Inondations aux Comores : Mes propositions. Abdoul Oubeidillah, Ph.D.

Route de Moindzaza Djoumbe (Grande Comore) transformée en cours d'eau.

 

Les inondations tragiques de la semaine dernière nous rappellent tous des dangers que posent les intempéries dans le pays. A Ngazidja, Mohéli et Anjouan, des crues particulièrement dévastatrices ont eu lieu.

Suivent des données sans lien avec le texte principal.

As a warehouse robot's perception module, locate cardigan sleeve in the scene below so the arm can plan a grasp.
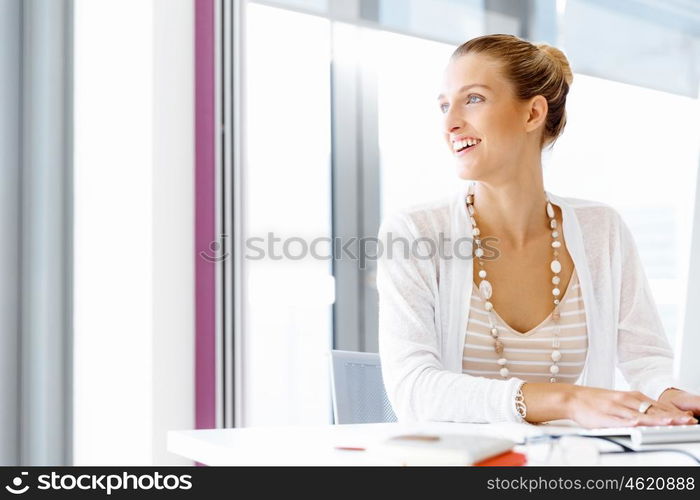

En effet, les crues subites, un des types d’inondations, qui se développent soudainement à la suite des intempéries et dont les débits atteignent des très hautes proportions en si peu de temps sont les plus destructifs parmi les sinistres liés aux conditions météorologiques. Selon l’observatoire de la NASA, les inondations affectent environ 520 millions de personnes par an partout dans le monde, et font environ 25.000 morts et un grand nombre de sans-abris, causent des maladies et des destructions très extensives. Le coût de ces désastres s’élève en moyenne à environ 60 milliards de dollars américains, et 15% de toutes les pertes de vies liées aux désastres naturelles sont le résultat des inondations et autres calamités causées par les conditions météorologiques. One estime aussi à un milliard de personnes, soit environ un sixième de la population de la terre vivant dans des régions à haut risque d’inondations et les experts de l’Université des Nations Unis projettent que ce chiffre doublera d’ici 2050. Cette explosion de la population à risque est due aux changements climatiques qui causent une augmentation des intempéries et la montée du niveau de la mer, mais aussi à la croissance démographique dans des régions sujettes aux inondations.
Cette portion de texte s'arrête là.